34 Dienaangaande dient te worden opgemerkt dat voorzover de voorafgaande kennisgeving of de goedkeuring van tariefverhogingen die een lidstaat de verzekeringsmaatschappijen overeenkomstig voormelde bepalingen kan opleggen, afwijkt van het beginsel van tariefvrijheid, deze afwijking restrictief moet worden uitgelegd. In ieder geval veronderstelt een algemeen prijscontrolesysteem met name dat de constituerende elementen een dwingend karakter hebben en dat dit systeem door een zekere mate van algemeenheid en homogeniteit wordt gekenmerkt.

35 In casu moet worden vastgesteld dat de litigieuze tariefregeling een gerichte interventie inhoudt in een specifieke sector van de schadeverzekering, te weten die van de verplichte motorvoertuigenverzekering, en dat zij bijgevolg op zich niet kan voldoen aan het criterium van algemeenheid waarvan bij een controlesysteem sprake moet zijn om een afwijking van het beginsel van tariefvrijheid te rechtvaardigen. Dit is te meer het geval nu, zoals de Commissie heeft opgemerkt zonder door de Italiaanse Republiek te zijn weersproken, de verzekeringspremies in de betrokken sector slechts 0,22 % uitmaken van het goederen- en dienstenpakket op basis waarvan de inflatieontwikkeling in Italië wordt berekend.

36 Met betrekking tot de overige maatregelen die de Italiaanse regering ter rechtvaardiging van een algemeen prijscontrolesysteem aanvoert, volstaat de vaststelling dat, ook al hebben deze daadwerkelijk betrekking op andere sectoren dan die van de wettelijke aansprakelijkheid voor motorvoertuigen, het niettemin om zeer gerichte, niet-homogene interventies gaat, die deels niet dwingend zijn en noch onderling noch met de door het decreto-legge vastgestelde regeling enig rechtstreeks verband vertonen.

37 De litigieuze tariefregeling kan derhalve niet als onderdeel van een algemeen prijscontrolesysteem in de zin van artikel 8, lid 3, derde alinea, van richtlijn 73/239 en de artikelen 29, tweede alinea, en 39, lid 3, van richtlijn 92/49 worden beschouwd en valt bijgevolg niet onder de uitzondering waarin deze bepalingen voorzien, zelfs los van de vraag in hoeverre de verschillende onderdelen van genoemde regeling onder een regeling voor tariefverhogingen" in de zin van genoemde bepalingen vallen.

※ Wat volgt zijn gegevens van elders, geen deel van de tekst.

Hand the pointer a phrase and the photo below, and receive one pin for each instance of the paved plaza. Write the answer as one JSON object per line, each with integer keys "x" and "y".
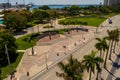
{"x": 42, "y": 65}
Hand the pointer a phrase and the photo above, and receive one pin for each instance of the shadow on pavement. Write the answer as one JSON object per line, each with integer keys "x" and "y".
{"x": 110, "y": 73}
{"x": 117, "y": 79}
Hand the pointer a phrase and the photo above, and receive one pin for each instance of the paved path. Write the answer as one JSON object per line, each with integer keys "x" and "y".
{"x": 50, "y": 74}
{"x": 36, "y": 68}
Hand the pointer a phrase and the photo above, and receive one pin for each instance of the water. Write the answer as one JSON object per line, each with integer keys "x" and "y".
{"x": 60, "y": 6}
{"x": 1, "y": 21}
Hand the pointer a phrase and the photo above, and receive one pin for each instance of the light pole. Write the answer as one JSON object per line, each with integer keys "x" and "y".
{"x": 10, "y": 70}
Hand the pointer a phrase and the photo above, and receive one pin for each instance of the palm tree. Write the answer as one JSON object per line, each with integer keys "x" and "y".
{"x": 114, "y": 36}
{"x": 72, "y": 70}
{"x": 117, "y": 34}
{"x": 101, "y": 45}
{"x": 91, "y": 62}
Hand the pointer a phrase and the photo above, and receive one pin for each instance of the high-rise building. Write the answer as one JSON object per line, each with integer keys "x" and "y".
{"x": 111, "y": 2}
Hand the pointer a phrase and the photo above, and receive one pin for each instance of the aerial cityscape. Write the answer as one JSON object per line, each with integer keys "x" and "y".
{"x": 60, "y": 40}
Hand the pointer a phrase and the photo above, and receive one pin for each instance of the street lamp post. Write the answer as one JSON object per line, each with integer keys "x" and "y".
{"x": 10, "y": 70}
{"x": 46, "y": 60}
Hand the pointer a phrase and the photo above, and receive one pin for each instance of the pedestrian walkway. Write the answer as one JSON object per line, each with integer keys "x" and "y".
{"x": 53, "y": 52}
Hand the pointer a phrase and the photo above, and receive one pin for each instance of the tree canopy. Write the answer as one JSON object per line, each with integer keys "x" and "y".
{"x": 15, "y": 22}
{"x": 7, "y": 39}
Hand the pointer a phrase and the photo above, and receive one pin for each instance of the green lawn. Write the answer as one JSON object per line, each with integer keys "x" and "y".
{"x": 23, "y": 43}
{"x": 5, "y": 70}
{"x": 90, "y": 21}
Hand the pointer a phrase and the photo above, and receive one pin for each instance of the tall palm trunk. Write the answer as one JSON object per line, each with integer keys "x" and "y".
{"x": 97, "y": 75}
{"x": 101, "y": 53}
{"x": 114, "y": 46}
{"x": 107, "y": 54}
{"x": 90, "y": 75}
{"x": 111, "y": 50}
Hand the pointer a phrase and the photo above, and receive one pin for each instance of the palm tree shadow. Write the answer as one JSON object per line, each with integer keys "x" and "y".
{"x": 117, "y": 78}
{"x": 110, "y": 72}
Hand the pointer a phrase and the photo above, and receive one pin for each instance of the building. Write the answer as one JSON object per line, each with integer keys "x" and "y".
{"x": 111, "y": 2}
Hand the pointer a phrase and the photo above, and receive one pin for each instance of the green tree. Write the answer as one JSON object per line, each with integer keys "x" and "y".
{"x": 74, "y": 10}
{"x": 113, "y": 36}
{"x": 101, "y": 45}
{"x": 9, "y": 40}
{"x": 15, "y": 22}
{"x": 117, "y": 35}
{"x": 72, "y": 70}
{"x": 27, "y": 14}
{"x": 44, "y": 7}
{"x": 91, "y": 62}
{"x": 40, "y": 15}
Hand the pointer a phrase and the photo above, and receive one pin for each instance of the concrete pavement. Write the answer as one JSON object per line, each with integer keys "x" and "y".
{"x": 36, "y": 68}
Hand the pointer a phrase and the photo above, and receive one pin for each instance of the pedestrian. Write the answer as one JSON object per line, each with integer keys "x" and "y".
{"x": 27, "y": 73}
{"x": 57, "y": 54}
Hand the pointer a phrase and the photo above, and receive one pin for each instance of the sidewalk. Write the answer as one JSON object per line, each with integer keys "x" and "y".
{"x": 35, "y": 64}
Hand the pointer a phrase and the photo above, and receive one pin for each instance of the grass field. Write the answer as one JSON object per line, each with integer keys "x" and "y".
{"x": 23, "y": 43}
{"x": 91, "y": 21}
{"x": 5, "y": 70}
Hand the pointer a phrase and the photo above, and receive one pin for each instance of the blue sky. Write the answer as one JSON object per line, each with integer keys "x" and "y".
{"x": 45, "y": 2}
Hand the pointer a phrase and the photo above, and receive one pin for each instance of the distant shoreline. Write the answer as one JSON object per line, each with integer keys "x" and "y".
{"x": 58, "y": 6}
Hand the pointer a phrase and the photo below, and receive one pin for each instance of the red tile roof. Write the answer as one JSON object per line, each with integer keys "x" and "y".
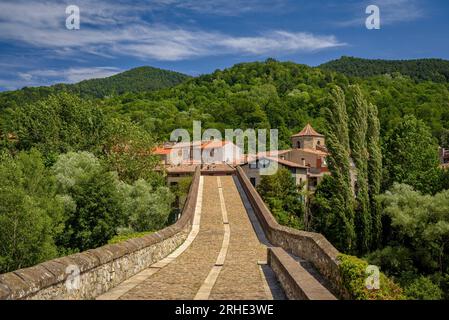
{"x": 308, "y": 131}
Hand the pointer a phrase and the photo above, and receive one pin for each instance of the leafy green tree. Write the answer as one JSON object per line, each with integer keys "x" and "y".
{"x": 146, "y": 208}
{"x": 421, "y": 223}
{"x": 411, "y": 156}
{"x": 341, "y": 195}
{"x": 280, "y": 193}
{"x": 374, "y": 173}
{"x": 56, "y": 125}
{"x": 128, "y": 151}
{"x": 422, "y": 288}
{"x": 96, "y": 210}
{"x": 359, "y": 153}
{"x": 31, "y": 215}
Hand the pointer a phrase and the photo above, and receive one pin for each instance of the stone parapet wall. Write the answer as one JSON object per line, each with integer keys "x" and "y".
{"x": 298, "y": 283}
{"x": 99, "y": 269}
{"x": 313, "y": 247}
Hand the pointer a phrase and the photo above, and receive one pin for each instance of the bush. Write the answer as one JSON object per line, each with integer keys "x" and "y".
{"x": 353, "y": 273}
{"x": 94, "y": 206}
{"x": 30, "y": 213}
{"x": 423, "y": 288}
{"x": 146, "y": 207}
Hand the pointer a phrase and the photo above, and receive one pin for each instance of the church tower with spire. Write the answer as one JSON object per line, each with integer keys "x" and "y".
{"x": 308, "y": 138}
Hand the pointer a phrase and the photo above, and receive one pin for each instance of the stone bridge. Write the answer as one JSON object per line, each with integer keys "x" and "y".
{"x": 226, "y": 245}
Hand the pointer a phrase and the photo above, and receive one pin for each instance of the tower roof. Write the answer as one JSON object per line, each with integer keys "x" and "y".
{"x": 308, "y": 131}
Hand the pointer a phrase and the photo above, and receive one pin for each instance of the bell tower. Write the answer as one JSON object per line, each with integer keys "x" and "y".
{"x": 308, "y": 138}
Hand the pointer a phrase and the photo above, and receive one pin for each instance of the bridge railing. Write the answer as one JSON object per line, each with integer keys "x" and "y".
{"x": 313, "y": 247}
{"x": 89, "y": 274}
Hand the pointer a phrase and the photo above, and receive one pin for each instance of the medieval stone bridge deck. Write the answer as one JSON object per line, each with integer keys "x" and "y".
{"x": 224, "y": 256}
{"x": 218, "y": 249}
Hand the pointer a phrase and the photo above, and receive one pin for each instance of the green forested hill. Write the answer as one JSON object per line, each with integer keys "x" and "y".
{"x": 134, "y": 80}
{"x": 281, "y": 95}
{"x": 436, "y": 70}
{"x": 269, "y": 94}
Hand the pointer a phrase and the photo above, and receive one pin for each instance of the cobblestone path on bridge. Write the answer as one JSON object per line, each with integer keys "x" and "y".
{"x": 226, "y": 260}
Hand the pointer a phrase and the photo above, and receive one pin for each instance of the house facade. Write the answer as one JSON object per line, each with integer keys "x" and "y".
{"x": 306, "y": 160}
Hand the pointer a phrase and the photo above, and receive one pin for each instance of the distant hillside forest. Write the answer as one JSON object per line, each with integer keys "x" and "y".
{"x": 436, "y": 70}
{"x": 135, "y": 80}
{"x": 64, "y": 147}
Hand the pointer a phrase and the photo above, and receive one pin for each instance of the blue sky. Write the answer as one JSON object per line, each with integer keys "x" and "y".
{"x": 199, "y": 36}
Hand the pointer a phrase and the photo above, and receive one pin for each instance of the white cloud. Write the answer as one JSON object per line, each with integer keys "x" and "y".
{"x": 224, "y": 7}
{"x": 49, "y": 76}
{"x": 43, "y": 25}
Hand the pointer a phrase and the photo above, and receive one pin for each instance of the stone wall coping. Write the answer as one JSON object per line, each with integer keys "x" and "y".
{"x": 270, "y": 224}
{"x": 298, "y": 284}
{"x": 310, "y": 246}
{"x": 23, "y": 282}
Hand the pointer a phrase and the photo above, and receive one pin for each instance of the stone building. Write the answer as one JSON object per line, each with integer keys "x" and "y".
{"x": 306, "y": 159}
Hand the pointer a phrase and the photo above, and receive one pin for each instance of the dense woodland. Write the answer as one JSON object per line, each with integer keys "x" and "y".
{"x": 435, "y": 70}
{"x": 65, "y": 148}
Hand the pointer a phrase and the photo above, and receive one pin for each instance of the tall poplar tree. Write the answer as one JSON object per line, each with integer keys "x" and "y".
{"x": 337, "y": 142}
{"x": 374, "y": 173}
{"x": 359, "y": 153}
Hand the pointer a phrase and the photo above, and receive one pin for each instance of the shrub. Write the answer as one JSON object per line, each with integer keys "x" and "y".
{"x": 353, "y": 274}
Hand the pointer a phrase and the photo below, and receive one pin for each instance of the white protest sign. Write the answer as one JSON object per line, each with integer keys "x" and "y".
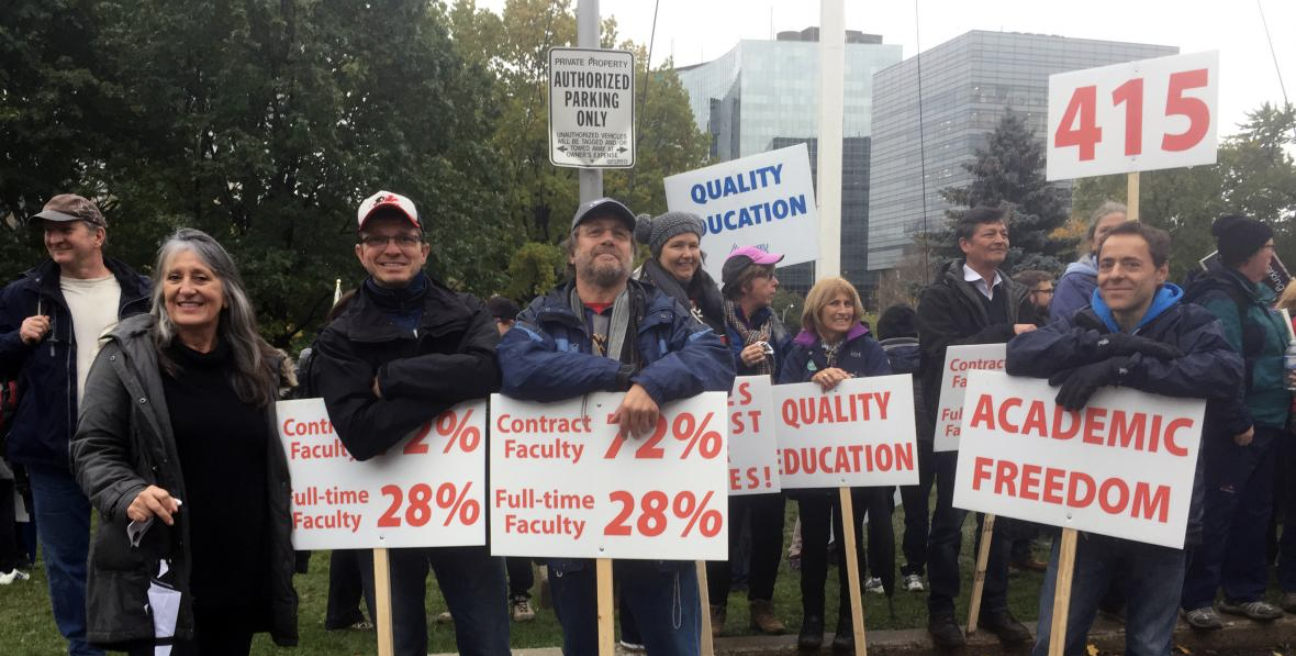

38 Met betrekking tot, in de tweede plaats, de verschillende overwegingen van algemeen belang die de Italiaanse Republiek aanvoert om de litigieuze tariefregeling op basis van artikel 28 van richtlijn 92/49 te rechtvaardigen, volgt uit punt 31 van dit arrest dat het in deze bepaling genoemde algemeen belang hoe dan ook niet kan worden ingeroepen om de invoering of handhaving te legitimeren van nationale bepalingen die inbreuk maken op het beginsel van tariefvrijheid, waarop de uitzonderingen worden beheerst door in de artikelen 6, 29 en 39 van deze richtlijn geharmoniseerde regels.

39 De eerst grief van de Commissie, betreffende de schending van de artikelen 6, 29 en 39 van richtlijn 92/49, moet aldus worden aanvaard.

De grief: schending van artikel 44 van richtlijn 92/49

Argumenten van partijen

40 De Commissie merkt op dat de verzekeringsmaatschappijen die in de branche van de wettelijke-aansprakelijkheidsverzekering voor motorvoertuigen actief zijn in het kader van het recht van vestiging of van het vrij verrichten van diensten, krachtens artikel 2, lid 5 quater, van het decreto-legge een informatieplicht hebben die niet verenigbaar is met het door artikel 44 van richtlijn 92/49 ingestelde mechanisme, volgens hetwelk deze ondernemingen de gegevens ter zake van onder meer het aantal schadegevallen uitsluitend aan de bevoegde autoriteiten van de lidstaat van herkomst dienen te verstrekken. De gegevens die de Italiaanse Republiek noodzakelijk acht voor de fraudebestrijding, moeten uitsluitend door tussenkomst van de autoriteiten van de lidstaat van herkomst worden verkregen, met het risico dat er inbreuk op het door richtlijn 92/49 vastgestelde mechanisme van samenwerking tussen staten wordt gemaakt. Eenvoudige overwegingen van administratieve orde kunnen een uitzondering op de regel waarin genoemd artikel 44 voorziet, niet rechtvaardigen. Er volgt eveneens uit dat de verplichting van de verzekeringsmaatschappijen, met inbegrip van die welke hun activiteiten in het kader van het recht van vestiging of van het vrij verrichten van diensten uitoefenen, bij te dragen aan de financiering van de databank waarin genoemd artikel 2, lid 5 quater, voorziet, in strijd is met het gemeenschapsrecht.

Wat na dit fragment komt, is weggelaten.